IETF-SSH archive

[Date Prev][Date Next][Thread Prev][Thread Next][Date Index][Thread Index][Old Index]

Re: GSS-APIv2 Extension for Storing Delegated Credentials



Nicolas Williams wrote:
> 
> > to the abstract it seems to address similar area as the "GSS-API Extensions"
> > draft by GGF (available from
> > http://www.ietf.org/internet-drafts/draft-engert-ggf-gss-extensions-00.txt).
> > Perhaps it would make sense to coordinate the effort with GGF?
> 
> Unfortunately, the GGF's export-credential-to-environment-variable
> proposal has a problem: it imposes the use of environment variables as
> the method for referencing credentials stores, as well as the "current"
> credential store.

I would very much like to give some feedback on the proposal,
however I completely underwater these days. :(

Here are a few quick problems that come to my mind:

GSS-API doesn't distinguish different credential stores, although
the new I-D claims that it would.  With GSS-API a mechanism is
free to use an arbitrary number of different credential stores
and employ whatever implementation-specific magic it desires
to decide individually which credential stores to use each time 
an application asks to acquire a credentials handle.

My biggest criticism about the SPKM design was that it uses
the keypair of the longterm credentials to perform each
GSS-API level authentication.  This causes some problems when
an implementation wants to use RSA-SmartCards for credential
storage and crypto-operations:

- "Smart"Cards that deserve their name do not ever reveal the private
  RSA key that they hold.  So it is completely impossible to copy
  credentials that are stored on such smartcards.

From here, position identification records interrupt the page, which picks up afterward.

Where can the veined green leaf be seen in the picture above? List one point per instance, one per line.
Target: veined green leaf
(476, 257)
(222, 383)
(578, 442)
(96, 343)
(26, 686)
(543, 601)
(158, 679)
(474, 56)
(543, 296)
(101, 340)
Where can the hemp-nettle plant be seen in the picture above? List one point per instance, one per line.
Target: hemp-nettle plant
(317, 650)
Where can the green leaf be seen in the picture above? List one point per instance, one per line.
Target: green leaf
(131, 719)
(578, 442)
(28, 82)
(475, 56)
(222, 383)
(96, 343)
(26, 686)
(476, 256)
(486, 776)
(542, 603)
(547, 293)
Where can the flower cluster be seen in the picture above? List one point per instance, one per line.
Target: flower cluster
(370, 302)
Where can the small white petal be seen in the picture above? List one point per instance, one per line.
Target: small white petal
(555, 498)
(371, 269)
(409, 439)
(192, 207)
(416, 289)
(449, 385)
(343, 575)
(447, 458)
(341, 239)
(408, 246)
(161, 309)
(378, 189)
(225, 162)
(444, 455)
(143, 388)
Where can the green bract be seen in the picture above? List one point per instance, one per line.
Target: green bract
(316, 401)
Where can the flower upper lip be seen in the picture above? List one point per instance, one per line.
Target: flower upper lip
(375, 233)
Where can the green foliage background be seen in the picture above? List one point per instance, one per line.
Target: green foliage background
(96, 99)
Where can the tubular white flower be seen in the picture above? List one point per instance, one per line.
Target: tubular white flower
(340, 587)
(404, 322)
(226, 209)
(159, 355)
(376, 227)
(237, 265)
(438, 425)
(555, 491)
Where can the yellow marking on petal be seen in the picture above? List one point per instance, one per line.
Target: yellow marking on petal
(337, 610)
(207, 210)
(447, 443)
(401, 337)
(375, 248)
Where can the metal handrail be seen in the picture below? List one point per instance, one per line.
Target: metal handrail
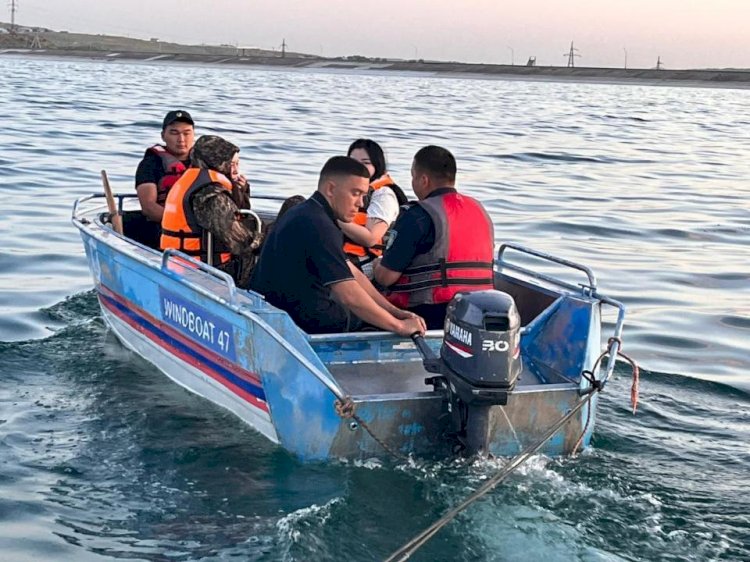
(616, 340)
(523, 249)
(171, 252)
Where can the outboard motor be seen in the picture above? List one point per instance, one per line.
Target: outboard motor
(480, 349)
(479, 362)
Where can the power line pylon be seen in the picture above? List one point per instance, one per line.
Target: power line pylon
(571, 54)
(12, 16)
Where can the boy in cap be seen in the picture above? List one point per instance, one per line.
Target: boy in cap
(162, 165)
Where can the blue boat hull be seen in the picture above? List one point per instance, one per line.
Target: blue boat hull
(240, 353)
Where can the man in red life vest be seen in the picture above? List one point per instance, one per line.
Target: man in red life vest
(441, 245)
(162, 165)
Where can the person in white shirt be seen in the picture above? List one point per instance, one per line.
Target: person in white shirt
(364, 235)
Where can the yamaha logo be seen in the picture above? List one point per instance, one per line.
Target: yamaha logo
(491, 345)
(457, 332)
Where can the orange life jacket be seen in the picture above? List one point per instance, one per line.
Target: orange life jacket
(179, 227)
(460, 260)
(352, 248)
(173, 169)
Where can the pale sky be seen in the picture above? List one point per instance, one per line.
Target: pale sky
(685, 33)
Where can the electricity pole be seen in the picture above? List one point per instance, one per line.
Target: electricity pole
(571, 54)
(12, 16)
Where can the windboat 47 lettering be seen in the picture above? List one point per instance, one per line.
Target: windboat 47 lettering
(197, 323)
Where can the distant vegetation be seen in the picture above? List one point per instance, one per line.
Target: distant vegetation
(42, 38)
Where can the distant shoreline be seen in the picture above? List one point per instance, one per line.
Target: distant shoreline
(692, 78)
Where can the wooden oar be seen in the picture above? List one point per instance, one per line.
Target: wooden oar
(116, 218)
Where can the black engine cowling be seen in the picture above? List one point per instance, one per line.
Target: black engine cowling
(480, 351)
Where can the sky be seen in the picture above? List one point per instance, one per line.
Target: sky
(607, 33)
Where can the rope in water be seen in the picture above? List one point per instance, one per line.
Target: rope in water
(405, 552)
(346, 409)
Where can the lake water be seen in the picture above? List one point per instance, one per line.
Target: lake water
(103, 457)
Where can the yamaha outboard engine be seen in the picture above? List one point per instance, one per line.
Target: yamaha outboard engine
(480, 361)
(481, 346)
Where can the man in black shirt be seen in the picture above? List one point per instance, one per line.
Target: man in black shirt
(162, 165)
(440, 246)
(304, 271)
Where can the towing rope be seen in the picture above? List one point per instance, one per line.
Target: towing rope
(419, 540)
(347, 410)
(596, 385)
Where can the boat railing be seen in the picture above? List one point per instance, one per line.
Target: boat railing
(614, 343)
(503, 262)
(120, 201)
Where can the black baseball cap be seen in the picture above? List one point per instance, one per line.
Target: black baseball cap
(178, 115)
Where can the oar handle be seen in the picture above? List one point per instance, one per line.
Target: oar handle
(116, 217)
(431, 362)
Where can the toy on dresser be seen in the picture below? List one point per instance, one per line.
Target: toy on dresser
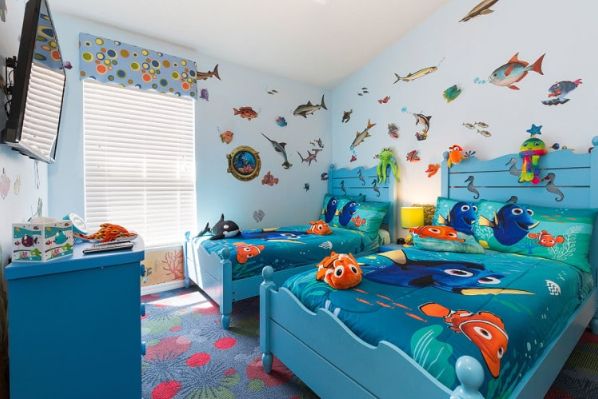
(42, 239)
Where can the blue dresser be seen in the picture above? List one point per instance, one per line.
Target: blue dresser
(75, 326)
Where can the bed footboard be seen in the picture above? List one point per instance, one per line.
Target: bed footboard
(301, 339)
(212, 272)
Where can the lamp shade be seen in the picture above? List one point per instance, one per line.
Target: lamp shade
(412, 216)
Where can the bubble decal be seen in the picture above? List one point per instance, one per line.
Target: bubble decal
(112, 61)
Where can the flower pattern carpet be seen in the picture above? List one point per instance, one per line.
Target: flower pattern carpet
(189, 356)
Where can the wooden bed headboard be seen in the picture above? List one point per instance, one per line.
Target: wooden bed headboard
(570, 181)
(364, 181)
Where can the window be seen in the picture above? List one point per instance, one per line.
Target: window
(139, 161)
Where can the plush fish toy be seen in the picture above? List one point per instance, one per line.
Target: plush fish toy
(531, 151)
(465, 278)
(330, 210)
(461, 217)
(511, 223)
(345, 215)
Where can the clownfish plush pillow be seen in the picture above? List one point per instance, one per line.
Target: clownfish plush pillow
(340, 271)
(319, 227)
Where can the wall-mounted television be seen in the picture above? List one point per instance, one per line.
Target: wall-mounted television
(38, 89)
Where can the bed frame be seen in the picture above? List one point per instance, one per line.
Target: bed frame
(213, 272)
(345, 366)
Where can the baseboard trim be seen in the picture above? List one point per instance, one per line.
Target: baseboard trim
(157, 288)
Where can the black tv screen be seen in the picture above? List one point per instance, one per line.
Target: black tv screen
(39, 81)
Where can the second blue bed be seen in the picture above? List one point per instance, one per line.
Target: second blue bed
(502, 309)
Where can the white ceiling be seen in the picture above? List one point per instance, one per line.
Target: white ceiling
(314, 41)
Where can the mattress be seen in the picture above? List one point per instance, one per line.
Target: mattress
(287, 247)
(503, 309)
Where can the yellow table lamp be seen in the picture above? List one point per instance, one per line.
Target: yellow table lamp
(411, 216)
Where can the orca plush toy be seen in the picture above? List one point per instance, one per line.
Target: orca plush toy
(222, 229)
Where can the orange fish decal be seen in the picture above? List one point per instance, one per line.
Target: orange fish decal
(439, 232)
(227, 136)
(433, 168)
(484, 329)
(358, 221)
(319, 227)
(546, 239)
(455, 155)
(245, 112)
(340, 271)
(247, 251)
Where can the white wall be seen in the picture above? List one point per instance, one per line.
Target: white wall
(217, 191)
(565, 32)
(19, 204)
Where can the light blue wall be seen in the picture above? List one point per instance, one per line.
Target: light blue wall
(564, 31)
(21, 200)
(217, 191)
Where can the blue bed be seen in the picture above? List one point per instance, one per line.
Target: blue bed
(350, 351)
(214, 267)
(378, 311)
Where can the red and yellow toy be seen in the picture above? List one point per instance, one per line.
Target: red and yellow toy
(319, 227)
(109, 232)
(340, 271)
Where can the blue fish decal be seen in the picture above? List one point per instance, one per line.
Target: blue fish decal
(461, 217)
(465, 278)
(558, 92)
(511, 223)
(330, 210)
(281, 121)
(347, 212)
(60, 238)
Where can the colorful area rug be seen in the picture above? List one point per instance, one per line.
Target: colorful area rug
(189, 356)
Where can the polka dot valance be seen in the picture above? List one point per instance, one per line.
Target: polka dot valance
(111, 61)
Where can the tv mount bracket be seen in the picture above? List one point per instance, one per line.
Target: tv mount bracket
(7, 84)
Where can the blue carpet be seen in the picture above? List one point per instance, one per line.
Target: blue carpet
(189, 356)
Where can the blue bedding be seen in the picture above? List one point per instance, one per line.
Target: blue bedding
(503, 309)
(287, 247)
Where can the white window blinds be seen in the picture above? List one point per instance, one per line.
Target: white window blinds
(139, 161)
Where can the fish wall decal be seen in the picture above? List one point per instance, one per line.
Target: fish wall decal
(209, 74)
(483, 8)
(280, 148)
(514, 71)
(361, 136)
(309, 108)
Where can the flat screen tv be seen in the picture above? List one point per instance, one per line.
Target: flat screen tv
(38, 90)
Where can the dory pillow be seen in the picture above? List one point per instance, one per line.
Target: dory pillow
(554, 233)
(334, 203)
(466, 244)
(367, 217)
(461, 215)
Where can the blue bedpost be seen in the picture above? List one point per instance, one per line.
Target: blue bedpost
(265, 290)
(444, 176)
(330, 172)
(185, 263)
(226, 305)
(594, 204)
(471, 375)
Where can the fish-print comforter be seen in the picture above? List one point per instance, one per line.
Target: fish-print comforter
(287, 247)
(503, 309)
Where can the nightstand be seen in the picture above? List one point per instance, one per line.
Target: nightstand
(75, 326)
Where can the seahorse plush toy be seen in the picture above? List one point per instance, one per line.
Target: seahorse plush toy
(531, 151)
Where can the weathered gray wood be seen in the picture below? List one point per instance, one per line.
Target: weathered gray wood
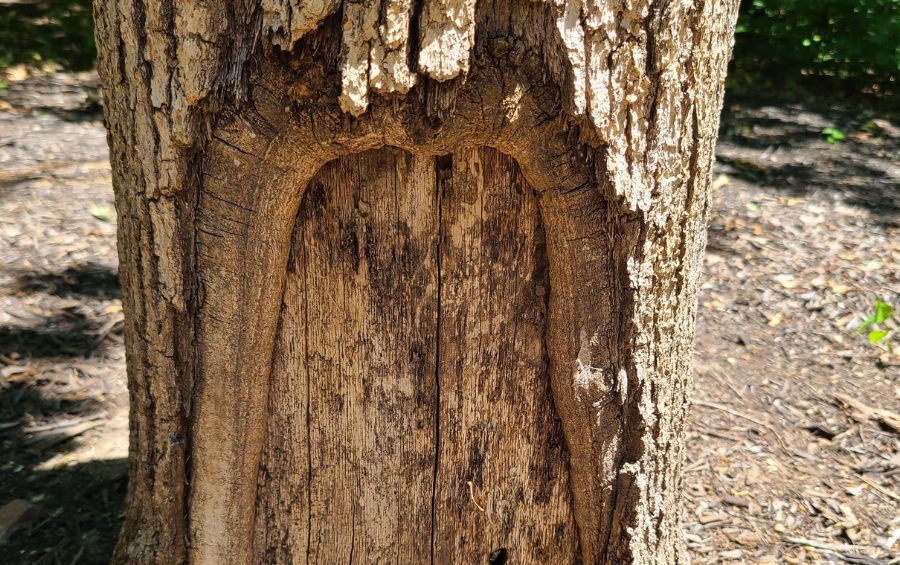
(222, 117)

- Since every single gssapi-level authentication requires access to
  the longterm credentials, the use of SmartCards in Single Sign-On
  environments that perform a large amount of gssapi-level security
  context establishments require unrestricted access to the cards
  signing/encryption capabilities without additional user intervention,
  rendering the contained keypair utterly useless for any kind of
  legally relevant digital signature operations

- SPKM 1/2 (rfc2025) doesn't support credential delegation, and
  when smartcards are used it is physically impossible

- Common PC SmartCard (TCos 1.2 and 2.0) readers and SmartCard interfaces
  use a serial communication interface with 9600 or 19200 baud, which
  makes all operations involving the SmartCard *EXTREMELY* slow,
  and the software has to solve the issue of multiple concurrent
  access from different processes in a Single Sign-On environment
  (a mutual authentication involving two smartcards with 1024-bit
   RSA keys take about 20 Seconds...)

- when an SPKM-implementation is stupid enough to use RSA digital
  signatures for Message Integrity Protection of each individual
  message of application data, then the problem gets exponentially worse.
  - message protection operations become extremely slow due to PK-operations
  - it's a real PITA when a SmartCard is involved, in particular the
    contention with parallel access becomes a nightmare in busy
    Single Sign-On environments
  - security context transfer at the GSS-API level must somehow pass
    along credentials access with the exported context token,
    the session key(s) alone as in all reasonable GSS-API mechanisms
    is not sufficient -- again this is particularly "entertaining"
    problem to solve if credentials are on a SmartCard.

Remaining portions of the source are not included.